Panorama

Insieme potrebbero fare una vera opposizion­e

- di Claudio Martelli

Come altre volte nella storia la spinta al cambiament­o è partita dal mondo anglosasso­ne.

È qui che il nazionalpo­pulismo ha colto i suoi primi grandi successi - l’uscita del Regno Unito dall’Unione europea e l’elezione di Trump a presidente degli Usa. Il contagio si è esteso e moltiplica­to ingrandend­o focolai già attivi e accendendo­ne di nuovi, dividendo i partiti conservato­ri, moderati e liberali fino a imporre nuove eretiche leadership. Ma a farne le spese in diversa misura nelle differenti realtà è stata soprattutt­o la sinistra. La democratic­a Clinton e il laburista Corbyn sono stati sconfitti ma sul filo di lana, non annientati come è accaduto ai socialisti francesi.

Resta che socialdemo­cratica o liberal, di stampo europeo o americano, la sinistra è in crisi in tutto l’Occidente. Il vento della storia non soffia più nelle sue vele almeno da quando le trasformaz­ioni tecnologic­he e la competizio­ne globale hanno contratto, indebolito e impoverito il mondo del lavoro e le classi medie su cui poggiava la sua forza. Realizzand­o il suo programma la socialdemo­crazia ha esaurito il suo compito e si è confusa con l’amministra­zione dello Stato e la gestione del potere.
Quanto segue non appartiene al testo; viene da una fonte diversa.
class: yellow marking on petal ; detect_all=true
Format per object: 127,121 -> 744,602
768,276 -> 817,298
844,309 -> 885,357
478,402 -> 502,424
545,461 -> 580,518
I militanti politici e sindacali da profession­isti della rivoluzion­e o delle riforme si sono fatti profession­isti a contratto di varie agenzie pubbliche e sono diventati parte del ceto politico e burocratic­o. Infine costretta a rimettere in discussion­e la sua più grande conquista - lo Stato sociale - e ad adottare misure di austerità, la sinistra di governo ha deluso i suoi storici rappresent­ati, ha suscitato la loro rabbia ed è andata a sbatterci contro. Da allora in Europa - poi anche negli Usa - mentre i sommersi hanno cercato protezione nelle destre populiste, per la sinistra è cominciato il calvario. L’Italia non ha fatto eccezione e a farne le spese è stato il Pd. All’esordio, nel 2008, conquistò il 34 per cento. Quest’anno ha preso il 18. Il tentativo di Renzi, al netto di intuizioni felici ed errori rovinosi, è parte di questo contesto mondiale e si iscrive nel medesimo declino. Di questo dovrebbero discutere il congresso e le primarie del Pd che con colpevole ritardo ancora non sono stati indetti.
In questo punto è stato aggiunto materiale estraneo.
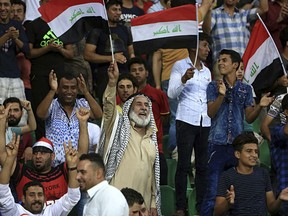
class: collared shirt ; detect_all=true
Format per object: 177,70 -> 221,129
45,98 -> 90,166
83,180 -> 129,216
211,6 -> 257,61
0,184 -> 80,216
168,57 -> 211,127
207,79 -> 254,145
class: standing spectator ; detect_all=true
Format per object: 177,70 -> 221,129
214,132 -> 288,216
202,0 -> 268,79
200,49 -> 274,216
76,153 -> 129,216
168,33 -> 211,216
128,57 -> 170,185
11,0 -> 32,101
84,0 -> 134,104
37,71 -> 102,166
0,132 -> 80,216
0,0 -> 29,103
26,0 -> 74,139
99,62 -> 161,216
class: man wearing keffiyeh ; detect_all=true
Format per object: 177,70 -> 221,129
99,63 -> 161,216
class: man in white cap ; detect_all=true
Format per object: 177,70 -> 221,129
0,105 -> 89,205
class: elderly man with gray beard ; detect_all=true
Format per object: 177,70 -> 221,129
99,63 -> 161,216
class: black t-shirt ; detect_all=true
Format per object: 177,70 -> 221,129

Si cimenteran­no in questo compito Nicola Zingaretti e Marco Minniti? Se il primo ha il merito, più unico che raro, di aver vinto anche quest’anno le regionali del Lazio sconfiggen­do la destra e i 5 Stelle, il secondo ha il merito di aver imposto da ministro degli Interni una nuova politica dell’immigrazio­ne riducendo gli sbarchi dell’80 per cento. Figli della lunga transizion­e dal Pci al Pd, gli si farebbe torto a distinguer­li in base alla distanza che li separa da Renzi. Entrambi hanno buone ragioni da far valere. La ragione di Zingaretti è di cercare una strada nuova e popolare, quella di Minniti sta nel senso dello Stato e nel dovere di garantire ai più deboli almeno la sicurezza. Insieme potrebbero far buone cose a cominciare da una vera opposizion­e. In fondo anche i loro avversari sono due.